Scaling recommendations and limitations

Here are some of the recommended vales that you should consider while deciding the size of the tablet servers, masters, and other storage resources to get optimum performance.

Kudu can seamlessly run across a wide array of environments and workloads with minimal expertise and configuration at the following scale:

  • Recommended maximum number of masters is 3.

  • Recommended maximum number of tablet servers is 100.

  • Recommended maximum amount of stored data, post-replication and post-compression, per tablet server is 8 TiB.

  • Recommended number of tablets per tablet server is 1000 (post-replication) with 2000 being the maximum number of tablets allowed per tablet server.

  • Maximum number of tablets per table is 60, per tablet server, at table-creation time.
  • Maximum number of tablets per table for each tablet server is 60, post-replication (assuming the default replication factor of 3), at table-creation time.

  • Recommended maximum amount of data per tablet is 50 GiB. Going beyond this can cause issues such a reduced performance, compaction issues, and slow tablet startup times.

    The recommended target size for tablets is under 10 GiB.
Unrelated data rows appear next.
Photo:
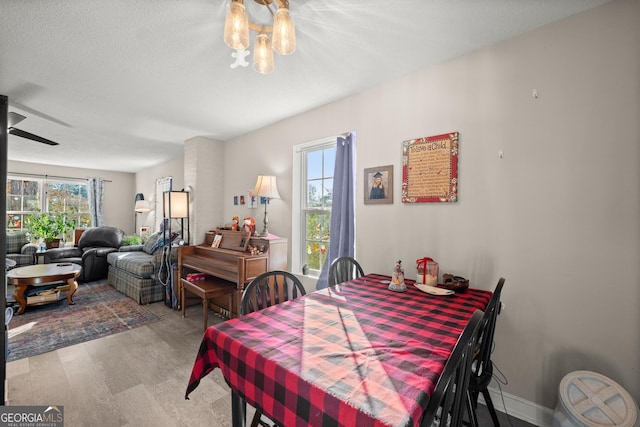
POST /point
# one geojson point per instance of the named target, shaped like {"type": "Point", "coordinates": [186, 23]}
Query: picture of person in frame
{"type": "Point", "coordinates": [377, 189]}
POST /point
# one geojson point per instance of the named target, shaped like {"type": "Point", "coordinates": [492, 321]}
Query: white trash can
{"type": "Point", "coordinates": [588, 399]}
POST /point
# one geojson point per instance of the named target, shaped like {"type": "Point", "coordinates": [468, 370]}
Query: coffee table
{"type": "Point", "coordinates": [42, 275]}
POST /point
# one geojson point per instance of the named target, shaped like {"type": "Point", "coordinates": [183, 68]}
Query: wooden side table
{"type": "Point", "coordinates": [37, 255]}
{"type": "Point", "coordinates": [43, 275]}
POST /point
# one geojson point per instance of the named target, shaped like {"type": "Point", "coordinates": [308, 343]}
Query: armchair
{"type": "Point", "coordinates": [91, 253]}
{"type": "Point", "coordinates": [20, 249]}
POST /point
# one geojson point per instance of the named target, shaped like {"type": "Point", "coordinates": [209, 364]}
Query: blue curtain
{"type": "Point", "coordinates": [95, 194]}
{"type": "Point", "coordinates": [342, 234]}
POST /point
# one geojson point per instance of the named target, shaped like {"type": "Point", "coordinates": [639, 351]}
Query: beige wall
{"type": "Point", "coordinates": [146, 184]}
{"type": "Point", "coordinates": [119, 194]}
{"type": "Point", "coordinates": [558, 216]}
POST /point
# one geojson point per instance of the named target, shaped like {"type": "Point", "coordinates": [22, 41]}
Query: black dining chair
{"type": "Point", "coordinates": [450, 399]}
{"type": "Point", "coordinates": [270, 288]}
{"type": "Point", "coordinates": [344, 269]}
{"type": "Point", "coordinates": [482, 367]}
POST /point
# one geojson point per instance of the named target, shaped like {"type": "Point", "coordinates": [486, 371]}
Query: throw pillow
{"type": "Point", "coordinates": [153, 243]}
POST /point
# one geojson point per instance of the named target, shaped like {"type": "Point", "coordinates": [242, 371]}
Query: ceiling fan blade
{"type": "Point", "coordinates": [14, 118]}
{"type": "Point", "coordinates": [27, 135]}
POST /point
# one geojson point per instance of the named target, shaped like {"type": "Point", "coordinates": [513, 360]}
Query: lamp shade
{"type": "Point", "coordinates": [142, 206]}
{"type": "Point", "coordinates": [176, 204]}
{"type": "Point", "coordinates": [266, 187]}
{"type": "Point", "coordinates": [263, 54]}
{"type": "Point", "coordinates": [284, 32]}
{"type": "Point", "coordinates": [236, 26]}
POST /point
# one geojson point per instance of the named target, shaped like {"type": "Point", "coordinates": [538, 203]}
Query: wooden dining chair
{"type": "Point", "coordinates": [270, 288]}
{"type": "Point", "coordinates": [344, 269]}
{"type": "Point", "coordinates": [482, 367]}
{"type": "Point", "coordinates": [450, 399]}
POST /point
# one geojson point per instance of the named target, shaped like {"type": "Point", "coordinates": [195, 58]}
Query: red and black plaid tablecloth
{"type": "Point", "coordinates": [353, 355]}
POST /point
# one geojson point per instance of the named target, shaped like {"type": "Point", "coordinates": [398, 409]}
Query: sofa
{"type": "Point", "coordinates": [20, 249]}
{"type": "Point", "coordinates": [139, 271]}
{"type": "Point", "coordinates": [90, 253]}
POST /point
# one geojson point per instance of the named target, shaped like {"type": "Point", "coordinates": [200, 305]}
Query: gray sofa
{"type": "Point", "coordinates": [135, 270]}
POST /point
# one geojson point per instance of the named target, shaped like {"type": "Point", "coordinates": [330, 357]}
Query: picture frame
{"type": "Point", "coordinates": [378, 185]}
{"type": "Point", "coordinates": [252, 200]}
{"type": "Point", "coordinates": [430, 169]}
{"type": "Point", "coordinates": [217, 239]}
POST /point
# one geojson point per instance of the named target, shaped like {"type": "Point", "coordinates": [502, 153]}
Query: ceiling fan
{"type": "Point", "coordinates": [15, 118]}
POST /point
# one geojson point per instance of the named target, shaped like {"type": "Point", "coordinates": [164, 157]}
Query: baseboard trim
{"type": "Point", "coordinates": [520, 408]}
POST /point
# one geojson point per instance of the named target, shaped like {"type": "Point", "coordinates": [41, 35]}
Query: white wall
{"type": "Point", "coordinates": [557, 217]}
{"type": "Point", "coordinates": [119, 194]}
{"type": "Point", "coordinates": [145, 183]}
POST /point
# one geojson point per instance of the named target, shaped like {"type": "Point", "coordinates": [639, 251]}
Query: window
{"type": "Point", "coordinates": [313, 185]}
{"type": "Point", "coordinates": [28, 195]}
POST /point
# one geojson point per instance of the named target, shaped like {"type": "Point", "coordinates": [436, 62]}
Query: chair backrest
{"type": "Point", "coordinates": [449, 398]}
{"type": "Point", "coordinates": [270, 288]}
{"type": "Point", "coordinates": [344, 269]}
{"type": "Point", "coordinates": [487, 329]}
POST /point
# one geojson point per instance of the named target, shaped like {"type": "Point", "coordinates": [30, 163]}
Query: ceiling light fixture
{"type": "Point", "coordinates": [237, 26]}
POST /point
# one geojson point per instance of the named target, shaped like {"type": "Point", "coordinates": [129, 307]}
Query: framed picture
{"type": "Point", "coordinates": [252, 200]}
{"type": "Point", "coordinates": [430, 169]}
{"type": "Point", "coordinates": [378, 185]}
{"type": "Point", "coordinates": [216, 241]}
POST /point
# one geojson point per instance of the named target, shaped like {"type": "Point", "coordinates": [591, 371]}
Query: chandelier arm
{"type": "Point", "coordinates": [260, 28]}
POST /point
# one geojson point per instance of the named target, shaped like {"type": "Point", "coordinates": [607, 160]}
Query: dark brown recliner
{"type": "Point", "coordinates": [91, 253]}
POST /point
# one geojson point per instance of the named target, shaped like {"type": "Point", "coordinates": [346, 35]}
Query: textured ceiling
{"type": "Point", "coordinates": [121, 84]}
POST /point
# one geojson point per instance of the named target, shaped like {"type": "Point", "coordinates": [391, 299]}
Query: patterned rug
{"type": "Point", "coordinates": [99, 311]}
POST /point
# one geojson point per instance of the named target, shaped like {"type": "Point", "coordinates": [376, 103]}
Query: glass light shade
{"type": "Point", "coordinates": [284, 32]}
{"type": "Point", "coordinates": [142, 206]}
{"type": "Point", "coordinates": [263, 54]}
{"type": "Point", "coordinates": [176, 204]}
{"type": "Point", "coordinates": [266, 187]}
{"type": "Point", "coordinates": [236, 26]}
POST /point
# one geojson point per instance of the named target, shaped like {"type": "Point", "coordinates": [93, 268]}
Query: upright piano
{"type": "Point", "coordinates": [227, 270]}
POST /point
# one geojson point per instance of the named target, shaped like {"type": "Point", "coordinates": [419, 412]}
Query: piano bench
{"type": "Point", "coordinates": [208, 289]}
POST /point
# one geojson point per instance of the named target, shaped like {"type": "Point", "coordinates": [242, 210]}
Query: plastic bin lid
{"type": "Point", "coordinates": [595, 400]}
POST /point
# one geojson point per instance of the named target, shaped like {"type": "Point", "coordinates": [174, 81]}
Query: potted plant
{"type": "Point", "coordinates": [48, 227]}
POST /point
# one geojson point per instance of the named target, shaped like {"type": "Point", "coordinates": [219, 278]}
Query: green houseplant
{"type": "Point", "coordinates": [48, 227]}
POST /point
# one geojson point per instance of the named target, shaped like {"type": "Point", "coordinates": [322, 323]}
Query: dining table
{"type": "Point", "coordinates": [354, 354]}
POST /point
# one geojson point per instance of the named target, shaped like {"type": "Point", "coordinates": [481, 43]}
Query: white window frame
{"type": "Point", "coordinates": [44, 183]}
{"type": "Point", "coordinates": [298, 197]}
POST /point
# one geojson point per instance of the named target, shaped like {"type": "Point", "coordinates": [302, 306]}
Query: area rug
{"type": "Point", "coordinates": [99, 311]}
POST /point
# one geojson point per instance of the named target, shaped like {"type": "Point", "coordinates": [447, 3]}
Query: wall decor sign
{"type": "Point", "coordinates": [430, 169]}
{"type": "Point", "coordinates": [378, 185]}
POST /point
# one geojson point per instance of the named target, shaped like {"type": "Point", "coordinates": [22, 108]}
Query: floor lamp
{"type": "Point", "coordinates": [266, 187]}
{"type": "Point", "coordinates": [141, 205]}
{"type": "Point", "coordinates": [176, 206]}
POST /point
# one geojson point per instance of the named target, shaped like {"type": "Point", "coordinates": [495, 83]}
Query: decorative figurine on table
{"type": "Point", "coordinates": [397, 279]}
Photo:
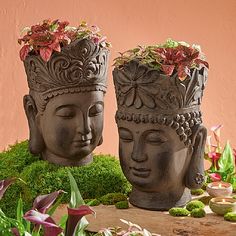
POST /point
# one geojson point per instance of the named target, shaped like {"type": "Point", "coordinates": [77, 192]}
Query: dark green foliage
{"type": "Point", "coordinates": [92, 202]}
{"type": "Point", "coordinates": [122, 205]}
{"type": "Point", "coordinates": [230, 216]}
{"type": "Point", "coordinates": [13, 161]}
{"type": "Point", "coordinates": [205, 199]}
{"type": "Point", "coordinates": [102, 176]}
{"type": "Point", "coordinates": [197, 192]}
{"type": "Point", "coordinates": [113, 198]}
{"type": "Point", "coordinates": [177, 211]}
{"type": "Point", "coordinates": [198, 213]}
{"type": "Point", "coordinates": [194, 204]}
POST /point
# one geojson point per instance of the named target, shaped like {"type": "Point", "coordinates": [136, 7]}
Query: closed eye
{"type": "Point", "coordinates": [96, 109]}
{"type": "Point", "coordinates": [65, 112]}
{"type": "Point", "coordinates": [125, 135]}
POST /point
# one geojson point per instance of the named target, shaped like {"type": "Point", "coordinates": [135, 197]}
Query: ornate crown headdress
{"type": "Point", "coordinates": [80, 67]}
{"type": "Point", "coordinates": [145, 95]}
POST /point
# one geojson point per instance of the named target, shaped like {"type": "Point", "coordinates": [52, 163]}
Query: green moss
{"type": "Point", "coordinates": [197, 192]}
{"type": "Point", "coordinates": [194, 204]}
{"type": "Point", "coordinates": [102, 176]}
{"type": "Point", "coordinates": [113, 198]}
{"type": "Point", "coordinates": [122, 205]}
{"type": "Point", "coordinates": [204, 186]}
{"type": "Point", "coordinates": [198, 213]}
{"type": "Point", "coordinates": [92, 202]}
{"type": "Point", "coordinates": [230, 216]}
{"type": "Point", "coordinates": [205, 199]}
{"type": "Point", "coordinates": [177, 211]}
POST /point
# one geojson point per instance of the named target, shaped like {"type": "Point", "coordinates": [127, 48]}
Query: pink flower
{"type": "Point", "coordinates": [215, 177]}
{"type": "Point", "coordinates": [214, 156]}
{"type": "Point", "coordinates": [216, 131]}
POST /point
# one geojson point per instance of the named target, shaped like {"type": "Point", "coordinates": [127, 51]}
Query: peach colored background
{"type": "Point", "coordinates": [127, 23]}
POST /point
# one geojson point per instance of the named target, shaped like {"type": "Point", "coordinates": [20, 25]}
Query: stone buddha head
{"type": "Point", "coordinates": [161, 138]}
{"type": "Point", "coordinates": [65, 104]}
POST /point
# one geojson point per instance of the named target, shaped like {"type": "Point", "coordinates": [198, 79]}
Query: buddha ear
{"type": "Point", "coordinates": [36, 142]}
{"type": "Point", "coordinates": [194, 178]}
{"type": "Point", "coordinates": [100, 141]}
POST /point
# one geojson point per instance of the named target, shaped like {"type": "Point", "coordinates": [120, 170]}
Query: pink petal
{"type": "Point", "coordinates": [4, 184]}
{"type": "Point", "coordinates": [43, 202]}
{"type": "Point", "coordinates": [50, 227]}
{"type": "Point", "coordinates": [215, 177]}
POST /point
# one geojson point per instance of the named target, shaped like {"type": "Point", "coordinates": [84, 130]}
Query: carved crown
{"type": "Point", "coordinates": [80, 66]}
{"type": "Point", "coordinates": [142, 89]}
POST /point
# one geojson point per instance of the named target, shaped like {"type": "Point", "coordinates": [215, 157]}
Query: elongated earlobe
{"type": "Point", "coordinates": [195, 174]}
{"type": "Point", "coordinates": [100, 141]}
{"type": "Point", "coordinates": [36, 142]}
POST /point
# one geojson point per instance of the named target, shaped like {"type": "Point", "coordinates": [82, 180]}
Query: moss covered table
{"type": "Point", "coordinates": [159, 222]}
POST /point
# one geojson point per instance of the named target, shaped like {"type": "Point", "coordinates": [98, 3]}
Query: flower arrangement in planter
{"type": "Point", "coordinates": [222, 159]}
{"type": "Point", "coordinates": [168, 58]}
{"type": "Point", "coordinates": [159, 90]}
{"type": "Point", "coordinates": [65, 63]}
{"type": "Point", "coordinates": [49, 36]}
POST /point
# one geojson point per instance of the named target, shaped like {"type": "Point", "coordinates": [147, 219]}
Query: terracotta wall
{"type": "Point", "coordinates": [126, 23]}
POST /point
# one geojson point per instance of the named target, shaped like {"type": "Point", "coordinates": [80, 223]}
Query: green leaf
{"type": "Point", "coordinates": [76, 199]}
{"type": "Point", "coordinates": [226, 162]}
{"type": "Point", "coordinates": [19, 211]}
{"type": "Point", "coordinates": [62, 222]}
{"type": "Point", "coordinates": [80, 228]}
{"type": "Point", "coordinates": [52, 209]}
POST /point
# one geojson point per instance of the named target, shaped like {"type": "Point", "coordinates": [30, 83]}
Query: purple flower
{"type": "Point", "coordinates": [49, 225]}
{"type": "Point", "coordinates": [4, 184]}
{"type": "Point", "coordinates": [43, 202]}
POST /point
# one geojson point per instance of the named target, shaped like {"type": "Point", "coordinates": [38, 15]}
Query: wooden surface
{"type": "Point", "coordinates": [158, 222]}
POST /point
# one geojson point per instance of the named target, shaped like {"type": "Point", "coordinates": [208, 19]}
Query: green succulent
{"type": "Point", "coordinates": [112, 198]}
{"type": "Point", "coordinates": [178, 211]}
{"type": "Point", "coordinates": [102, 176]}
{"type": "Point", "coordinates": [92, 202]}
{"type": "Point", "coordinates": [230, 216]}
{"type": "Point", "coordinates": [122, 205]}
{"type": "Point", "coordinates": [198, 213]}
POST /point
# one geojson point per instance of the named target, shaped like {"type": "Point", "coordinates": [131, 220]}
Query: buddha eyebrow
{"type": "Point", "coordinates": [65, 106]}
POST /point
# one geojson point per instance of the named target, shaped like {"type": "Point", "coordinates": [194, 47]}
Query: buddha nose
{"type": "Point", "coordinates": [138, 155]}
{"type": "Point", "coordinates": [84, 128]}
Staying within these limits will provide the most predictable and straightforward Kudu experience. However, experienced users who run on modern hardware, use the latest versions of Kudu, test and tune Kudu for their use case, and work closely with the community, can achieve much higher scales comfortably. Following are some anecdotal values that have been seen in real world production clusters:
  • Number of master servers: 3
  • More than 300 tablet servers
  • 10+ TiB of stored data per tablet server, post-replication and post-compression
  • More than 4000 tablets per tablet server, post-replication
  • 50 GiB of stored data per tablet. Going beyond this can cause issues such a reduced performance, compaction issues, and slower tablet startup time.